Troubleshooting Datadog APM Injection with Wiz Policies: What I Learned About Admission Controllers & AI
Troubleshooting Datadog APM Injection with Wiz Policies: What I Learned About Admission Controllers & AI
Today a colleague brought me an issue: Wiz was blocking Pods in one of our Kubernetes clusters. The YAML looked fine, the Pods were set up with runAsNonRoot and readOnlyRootFilesystem: true. Everything should have passed. But Wiz kept blocking them.
We traced it down and realized: Datadog’s APM Admission Controller was enabled. And that meant Pods were being mutated before Wiz saw them.
Mutating vs Validating Admission Controllers
This was the first “aha moment.”
- Mutating Admission Controllers (like Datadog’s APM injector) change your Pod spec on the way in. They add init containers, volumes, env vars, etc.

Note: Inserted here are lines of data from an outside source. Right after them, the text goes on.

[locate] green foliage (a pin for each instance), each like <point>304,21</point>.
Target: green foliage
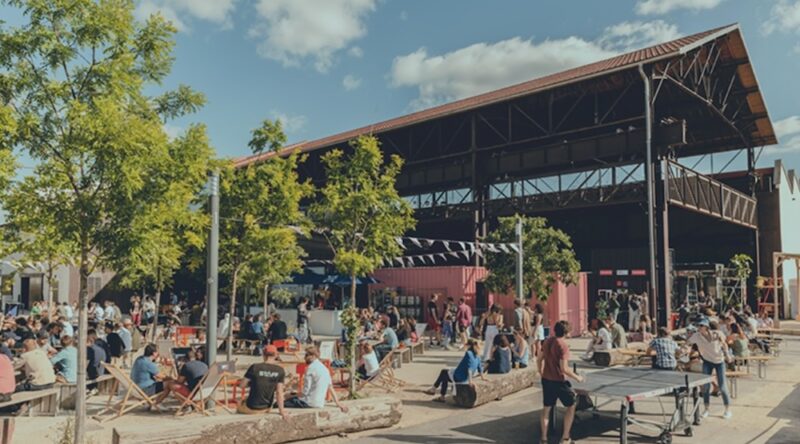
<point>359,210</point>
<point>73,76</point>
<point>269,135</point>
<point>547,257</point>
<point>742,264</point>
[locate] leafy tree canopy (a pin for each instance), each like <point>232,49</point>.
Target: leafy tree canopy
<point>547,257</point>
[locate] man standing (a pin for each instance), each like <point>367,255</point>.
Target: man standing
<point>619,339</point>
<point>663,350</point>
<point>463,321</point>
<point>553,365</point>
<point>266,382</point>
<point>434,321</point>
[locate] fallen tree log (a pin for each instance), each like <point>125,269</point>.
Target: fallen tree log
<point>362,414</point>
<point>496,386</point>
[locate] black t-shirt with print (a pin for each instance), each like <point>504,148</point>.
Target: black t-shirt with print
<point>264,379</point>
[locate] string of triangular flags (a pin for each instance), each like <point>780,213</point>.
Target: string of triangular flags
<point>464,245</point>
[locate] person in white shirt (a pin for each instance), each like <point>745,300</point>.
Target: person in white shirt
<point>368,365</point>
<point>317,385</point>
<point>600,342</point>
<point>713,350</point>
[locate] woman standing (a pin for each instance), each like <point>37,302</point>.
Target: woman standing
<point>713,349</point>
<point>494,322</point>
<point>538,328</point>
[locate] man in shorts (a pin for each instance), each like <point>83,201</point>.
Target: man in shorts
<point>553,365</point>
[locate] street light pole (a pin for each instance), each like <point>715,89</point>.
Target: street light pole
<point>212,270</point>
<point>520,290</point>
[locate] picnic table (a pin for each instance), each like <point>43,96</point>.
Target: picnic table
<point>760,359</point>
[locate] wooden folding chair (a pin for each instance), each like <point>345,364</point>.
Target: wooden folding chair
<point>204,390</point>
<point>132,396</point>
<point>384,378</point>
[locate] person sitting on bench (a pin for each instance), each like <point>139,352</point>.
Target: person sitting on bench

- Validating Admission Controllers (like Wiz’s policies) check the final mutated spec and block if it doesn’t meet security requirements.
So even though our YAML was correct, Wiz wasn’t validating our YAML. It was validating the mutated Pod — which Datadog had just injected with an init container missing some hardened security settings.
The Actual Issue
Datadog injects an init container into Pods when APM auto-instrumentation is enabled. That init container didn’t have readOnlyRootFilesystem: true, allowPrivilegeEscalation: false, etc.

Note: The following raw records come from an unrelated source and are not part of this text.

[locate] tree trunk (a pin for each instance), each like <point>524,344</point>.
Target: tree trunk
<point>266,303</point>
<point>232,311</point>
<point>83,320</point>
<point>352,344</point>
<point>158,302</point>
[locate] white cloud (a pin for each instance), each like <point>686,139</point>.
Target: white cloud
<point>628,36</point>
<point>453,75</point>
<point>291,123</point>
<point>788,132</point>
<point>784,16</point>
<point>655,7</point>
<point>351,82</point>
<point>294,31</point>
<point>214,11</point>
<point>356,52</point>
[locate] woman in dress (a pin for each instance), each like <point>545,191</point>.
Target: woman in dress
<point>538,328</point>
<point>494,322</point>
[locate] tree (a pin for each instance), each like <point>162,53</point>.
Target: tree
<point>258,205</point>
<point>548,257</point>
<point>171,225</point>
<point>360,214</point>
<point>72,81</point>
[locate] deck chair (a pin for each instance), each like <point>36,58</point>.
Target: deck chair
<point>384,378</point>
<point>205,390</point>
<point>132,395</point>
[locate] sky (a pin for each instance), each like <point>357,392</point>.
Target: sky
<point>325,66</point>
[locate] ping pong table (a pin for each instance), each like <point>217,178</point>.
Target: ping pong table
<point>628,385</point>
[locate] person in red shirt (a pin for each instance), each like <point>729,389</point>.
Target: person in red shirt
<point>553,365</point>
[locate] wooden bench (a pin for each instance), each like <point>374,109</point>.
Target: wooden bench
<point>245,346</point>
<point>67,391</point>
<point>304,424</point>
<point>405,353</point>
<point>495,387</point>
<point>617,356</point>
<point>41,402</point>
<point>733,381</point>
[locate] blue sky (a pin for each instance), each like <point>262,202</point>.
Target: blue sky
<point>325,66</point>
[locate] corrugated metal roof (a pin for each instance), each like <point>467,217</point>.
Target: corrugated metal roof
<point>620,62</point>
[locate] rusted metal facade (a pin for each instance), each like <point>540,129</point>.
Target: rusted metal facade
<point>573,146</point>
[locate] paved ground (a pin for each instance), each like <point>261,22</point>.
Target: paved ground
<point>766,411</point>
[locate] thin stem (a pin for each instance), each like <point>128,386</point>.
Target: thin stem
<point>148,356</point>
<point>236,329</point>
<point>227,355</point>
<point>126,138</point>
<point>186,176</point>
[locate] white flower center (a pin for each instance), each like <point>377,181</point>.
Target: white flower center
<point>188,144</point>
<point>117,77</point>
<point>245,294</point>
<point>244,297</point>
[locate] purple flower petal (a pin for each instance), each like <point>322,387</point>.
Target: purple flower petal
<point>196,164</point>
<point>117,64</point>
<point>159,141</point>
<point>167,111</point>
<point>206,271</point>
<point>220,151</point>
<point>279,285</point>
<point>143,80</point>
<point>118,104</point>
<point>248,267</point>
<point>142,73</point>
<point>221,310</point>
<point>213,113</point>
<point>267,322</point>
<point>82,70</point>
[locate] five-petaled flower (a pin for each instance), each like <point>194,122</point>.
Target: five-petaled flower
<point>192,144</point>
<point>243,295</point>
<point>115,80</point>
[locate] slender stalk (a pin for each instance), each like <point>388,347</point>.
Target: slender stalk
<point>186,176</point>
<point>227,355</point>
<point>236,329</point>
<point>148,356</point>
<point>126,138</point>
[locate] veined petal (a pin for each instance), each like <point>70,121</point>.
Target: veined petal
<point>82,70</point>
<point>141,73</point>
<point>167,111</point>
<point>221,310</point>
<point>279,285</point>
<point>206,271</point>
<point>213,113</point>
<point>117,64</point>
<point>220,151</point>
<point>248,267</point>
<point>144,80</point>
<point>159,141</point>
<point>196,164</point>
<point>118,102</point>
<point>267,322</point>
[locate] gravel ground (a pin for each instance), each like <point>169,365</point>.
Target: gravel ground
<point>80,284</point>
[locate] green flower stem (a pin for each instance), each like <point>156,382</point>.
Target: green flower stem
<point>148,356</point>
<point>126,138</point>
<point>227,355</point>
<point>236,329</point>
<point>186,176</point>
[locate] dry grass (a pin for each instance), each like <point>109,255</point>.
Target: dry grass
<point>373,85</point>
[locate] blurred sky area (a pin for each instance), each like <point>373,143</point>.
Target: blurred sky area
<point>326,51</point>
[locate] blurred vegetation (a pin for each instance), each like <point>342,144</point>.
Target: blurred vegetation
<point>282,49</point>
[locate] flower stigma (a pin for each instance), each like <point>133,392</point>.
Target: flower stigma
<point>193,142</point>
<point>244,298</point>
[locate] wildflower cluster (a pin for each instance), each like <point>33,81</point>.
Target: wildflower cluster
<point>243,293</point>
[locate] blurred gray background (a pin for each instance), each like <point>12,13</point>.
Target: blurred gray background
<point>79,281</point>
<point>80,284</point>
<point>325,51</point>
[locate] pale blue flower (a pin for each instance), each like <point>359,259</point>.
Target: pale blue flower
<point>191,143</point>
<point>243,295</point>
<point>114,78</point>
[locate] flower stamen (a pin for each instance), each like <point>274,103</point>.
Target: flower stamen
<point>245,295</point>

Wiz saw that and blocked the Pod.
The fix was to tell Datadog’s Admission Controller how to configure that injected init container. This is done through the initSecurityContext setting, which can be passed either as a Helm value or as an environment variable on the Cluster Agent.
At first, the environment variable looked correct in our values file, but it was in the wrong place. It was nested under clusterAgent.admissionController.env — which the Cluster Agent never reads.
The right place was clusterAgent.env, or just use the Helm value:
1
2
3
4
5
6
7
8
clusterAgent:
admissionController:
autoInstrumentation:
initSecurityContext: >-
{"runAsNonRoot":true,"runAsUser":65532,"runAsGroup":65532,
"allowPrivilegeEscalation":false,"readOnlyRootFilesystem":true,
"seccompProfile":{"type":"RuntimeDefault"},
"capabilities":{"drop":["ALL"]}}
Docs:
- Datadog Admission Controller – Auto Instrumentation Security Context
- Datadog Helm Chart values.yaml (GitHub)
What I Learned
- The difference between mutating and validating admission controllers isn’t just academic — it explains why Wiz was blocking “valid” Pods.
- Datadog lets you override the injected init container’s
securityContext, but the config must be set in the right place. - Kubernetes troubleshooting often comes down to understanding what the cluster sees, not what you wrote. Tools mutate your workloads. Policies validate the result.
What Is Troubleshooting, Really?
Troubleshooting feels like three things at once:
- Knowledge: knowing what levers exist, what knobs can be turned.
- Persistence: sifting through docs, GitHub issues, Helm charts.
- Luck: stumbling across the one clue that points you in the right direction.
That last part — the slog, the time sink — can feel low-value. I don’t think it’s offensive to admit that. It’s the grindy part of the job.
The higher-value parts are:
- Framing the problem in the first place.
- Interpreting whether a solution applies in your context.
- Weighing risks, trade-offs, and next steps.
- Communicating clearly what happened and why it matters.
The Role of AI in All This
In this case, my colleague had already set the env var. I read the docs, I saw the env var mentioned, but I couldn’t see the issue.
I asked ChatGPT. And it spotted it in seconds: the env var was in the wrong place in the values tree.
Could I have found it myself? Sure — with time, and some luck. But AI compressed that whole slog. It connected the dots across Helm chart structure, docs, and community examples.
So if AI takes over the slog, what does that leave us with?
- Asking better questions, because the right question matters more than a fast answer.
- Storytelling and alignment, turning lessons into shared knowledge.
- Innovation and exploration, because we’ve got more bandwidth to experiment.
Closing Thoughts
So here’s the fix in one line:
👉 Put DD_ADMISSION_CONTROLLER_AUTO_INSTRUMENTATION_INIT_SECURITY_CONTEXT under clusterAgent.env or set initSecurityContext under admissionController.autoInstrumentation.
But the bigger story?
Troubleshooting isn’t going away — it’s changing. The slog can be automated. The value shifts to the creative, interpretive, human side of the work.
And for me, that means leaning into what I do best: asking questions, telling stories, and connecting the dots.